UMA DEFESA INSÓLITA…
Rui Pinto, natural do
grande Porto, detido em Budapeste ao abrigo de um mandato de detenção europeia,
emitido pelas autoridades portuguesas, prescindiu, ao que parece, do seu
anterior Advogado, Aníbal Pinto, também comentador desportivo afecto ao Futebol
Clube do Porto.
Os novos advogados de
Rui Pinto são William Bourdon e Teixeira da Mota.
Como tem repetidamente
sido dito e explicado pelos órgãos de comunicação social mais bem informados um
mandado de detenção europeia não é juridicamente equiparável a um pedido de
extradição.
O mandado de detenção europeia emitido por uma autoridade judicial
de um Estado membro da União Europeia é executável em todo o território da
União Europeia e consiste num processo simplificado por via do qual aquela
autoridade solicita a detenção de uma pessoa às autoridades de outro Estado
membro e a sua entrega para efeitos de instauração de acção penal ou de
execução de uma pena ou medida de segurança privativas de liberdade já
decretada pelo Estado solicitante. Na emissão e execução de um mandado de
detenção europeia as autoridades devem respeitar os direitos processuais dos
suspeitos, arguidos, acusados ou condenados, nomeadamente o direito à informação,
advogado, intérprete e apoio judiciário.
A extradição pressupõe um acordo
entre o Estado que a requer e o Estado que recebe o pedido, conservando este o
direito de o analisar e sobre ele decidir tanto do ponto de vista formal como
material. A Constituição Portuguesa no artigo 33.º regula com algum detalhe os
requisitos fundamentais a que deve obedecer o processo de extradição.
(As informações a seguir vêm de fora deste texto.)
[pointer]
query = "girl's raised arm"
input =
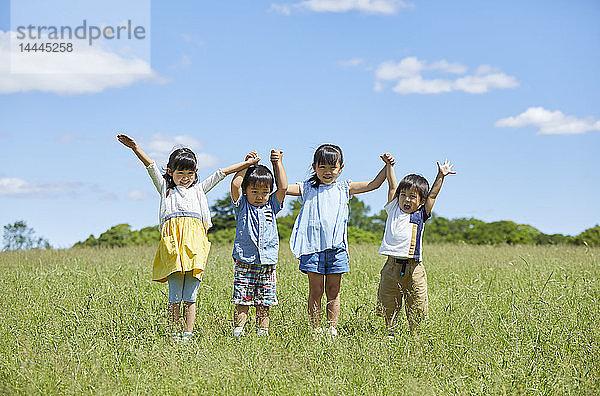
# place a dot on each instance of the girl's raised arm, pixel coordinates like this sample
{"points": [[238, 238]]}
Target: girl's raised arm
{"points": [[361, 187], [280, 176], [129, 142], [293, 189]]}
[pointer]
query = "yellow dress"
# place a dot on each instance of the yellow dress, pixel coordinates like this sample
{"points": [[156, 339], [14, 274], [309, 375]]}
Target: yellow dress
{"points": [[183, 247]]}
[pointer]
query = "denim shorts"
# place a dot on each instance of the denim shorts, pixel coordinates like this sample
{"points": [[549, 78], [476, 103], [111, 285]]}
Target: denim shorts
{"points": [[329, 261], [183, 287]]}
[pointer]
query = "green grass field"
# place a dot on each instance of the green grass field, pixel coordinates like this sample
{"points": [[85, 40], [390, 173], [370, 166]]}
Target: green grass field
{"points": [[502, 320]]}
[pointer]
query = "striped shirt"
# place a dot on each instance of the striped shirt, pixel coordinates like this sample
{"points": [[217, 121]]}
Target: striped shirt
{"points": [[403, 235]]}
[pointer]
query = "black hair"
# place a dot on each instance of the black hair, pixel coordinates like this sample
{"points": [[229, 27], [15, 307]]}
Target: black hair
{"points": [[417, 182], [258, 174], [181, 159], [328, 154]]}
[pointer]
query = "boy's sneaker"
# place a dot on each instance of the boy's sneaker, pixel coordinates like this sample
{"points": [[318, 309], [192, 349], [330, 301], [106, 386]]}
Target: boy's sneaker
{"points": [[262, 332], [176, 337], [238, 332]]}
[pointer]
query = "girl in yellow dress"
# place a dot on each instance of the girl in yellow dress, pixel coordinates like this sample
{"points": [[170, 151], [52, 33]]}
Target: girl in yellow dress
{"points": [[184, 221]]}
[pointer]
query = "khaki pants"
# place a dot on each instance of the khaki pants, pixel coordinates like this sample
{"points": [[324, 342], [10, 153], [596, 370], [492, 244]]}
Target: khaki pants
{"points": [[412, 287]]}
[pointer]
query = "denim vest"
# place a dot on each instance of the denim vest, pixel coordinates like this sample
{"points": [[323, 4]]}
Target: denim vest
{"points": [[256, 237]]}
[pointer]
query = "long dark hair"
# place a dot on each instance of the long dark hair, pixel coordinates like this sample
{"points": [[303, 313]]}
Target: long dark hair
{"points": [[258, 174], [181, 159], [417, 182], [328, 154]]}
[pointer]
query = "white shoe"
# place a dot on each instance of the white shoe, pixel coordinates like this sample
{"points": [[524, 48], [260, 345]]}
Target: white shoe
{"points": [[238, 332], [262, 332]]}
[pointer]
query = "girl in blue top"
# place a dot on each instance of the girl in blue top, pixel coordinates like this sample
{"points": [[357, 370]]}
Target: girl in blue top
{"points": [[256, 240], [319, 237]]}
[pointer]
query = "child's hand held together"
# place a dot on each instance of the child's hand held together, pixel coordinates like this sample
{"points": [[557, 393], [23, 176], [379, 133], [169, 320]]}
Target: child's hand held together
{"points": [[126, 140], [388, 159], [446, 168], [276, 156]]}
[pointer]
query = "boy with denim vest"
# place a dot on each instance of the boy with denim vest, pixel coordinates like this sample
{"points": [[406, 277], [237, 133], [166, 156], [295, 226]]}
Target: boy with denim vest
{"points": [[256, 242], [403, 276]]}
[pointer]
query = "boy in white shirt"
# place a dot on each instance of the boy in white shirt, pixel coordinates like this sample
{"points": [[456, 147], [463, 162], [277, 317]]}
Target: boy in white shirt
{"points": [[403, 275]]}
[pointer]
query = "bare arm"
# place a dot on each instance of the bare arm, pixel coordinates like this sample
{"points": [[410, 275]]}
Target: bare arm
{"points": [[443, 171], [390, 175], [280, 176], [294, 190], [236, 182], [129, 142], [361, 187], [240, 166]]}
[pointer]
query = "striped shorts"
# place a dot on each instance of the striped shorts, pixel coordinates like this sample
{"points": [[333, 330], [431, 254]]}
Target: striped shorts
{"points": [[254, 284]]}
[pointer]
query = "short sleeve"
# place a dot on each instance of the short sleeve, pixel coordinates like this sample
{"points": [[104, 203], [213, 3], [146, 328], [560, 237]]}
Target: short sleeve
{"points": [[156, 176], [346, 187], [424, 214], [301, 187], [274, 202], [238, 205]]}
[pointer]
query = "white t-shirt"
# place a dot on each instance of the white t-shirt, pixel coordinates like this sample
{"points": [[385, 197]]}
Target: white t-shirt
{"points": [[403, 235]]}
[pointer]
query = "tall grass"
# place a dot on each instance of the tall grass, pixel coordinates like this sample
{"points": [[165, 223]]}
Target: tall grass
{"points": [[502, 320]]}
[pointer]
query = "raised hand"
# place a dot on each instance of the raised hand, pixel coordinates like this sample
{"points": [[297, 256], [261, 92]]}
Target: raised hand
{"points": [[388, 159], [252, 158], [276, 156], [446, 168], [126, 140]]}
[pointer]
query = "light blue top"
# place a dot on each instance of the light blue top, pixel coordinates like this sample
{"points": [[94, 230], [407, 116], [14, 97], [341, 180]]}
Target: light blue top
{"points": [[256, 237], [321, 223]]}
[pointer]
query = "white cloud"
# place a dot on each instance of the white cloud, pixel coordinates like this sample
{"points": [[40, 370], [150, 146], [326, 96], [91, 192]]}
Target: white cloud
{"points": [[407, 77], [550, 122], [137, 195], [384, 7], [354, 62], [12, 186], [87, 70], [160, 146]]}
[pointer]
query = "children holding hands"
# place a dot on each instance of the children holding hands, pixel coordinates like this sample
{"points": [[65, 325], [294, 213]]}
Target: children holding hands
{"points": [[318, 239]]}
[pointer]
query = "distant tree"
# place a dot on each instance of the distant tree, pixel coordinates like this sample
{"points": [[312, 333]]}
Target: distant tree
{"points": [[18, 236], [501, 232], [553, 239], [591, 237]]}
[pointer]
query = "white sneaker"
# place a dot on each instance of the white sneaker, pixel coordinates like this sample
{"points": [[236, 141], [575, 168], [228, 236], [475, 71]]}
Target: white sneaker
{"points": [[238, 332], [262, 332]]}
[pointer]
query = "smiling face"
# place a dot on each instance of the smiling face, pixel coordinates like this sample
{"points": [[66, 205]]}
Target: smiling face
{"points": [[326, 173], [258, 194], [183, 178], [409, 200]]}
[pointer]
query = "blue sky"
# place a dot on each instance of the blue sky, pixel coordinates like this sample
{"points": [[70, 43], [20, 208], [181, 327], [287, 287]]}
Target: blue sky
{"points": [[508, 91]]}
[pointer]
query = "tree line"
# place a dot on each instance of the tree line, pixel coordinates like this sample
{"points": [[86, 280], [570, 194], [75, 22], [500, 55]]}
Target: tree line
{"points": [[362, 228]]}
Neste
processo, contrariamente ao de mandado de detenção europeia, o Estado
solicitado, nomeadamente as autoridades judiciárias, mas também as autoridades
políticas, conservam uma larga margem de autonomia que manifestamente não
existe no mandado de detenção europeia visto este assentar no mútuo
reconhecimento das decisões judiciais e tender a considerar como um único
território todo o território da União Europeia.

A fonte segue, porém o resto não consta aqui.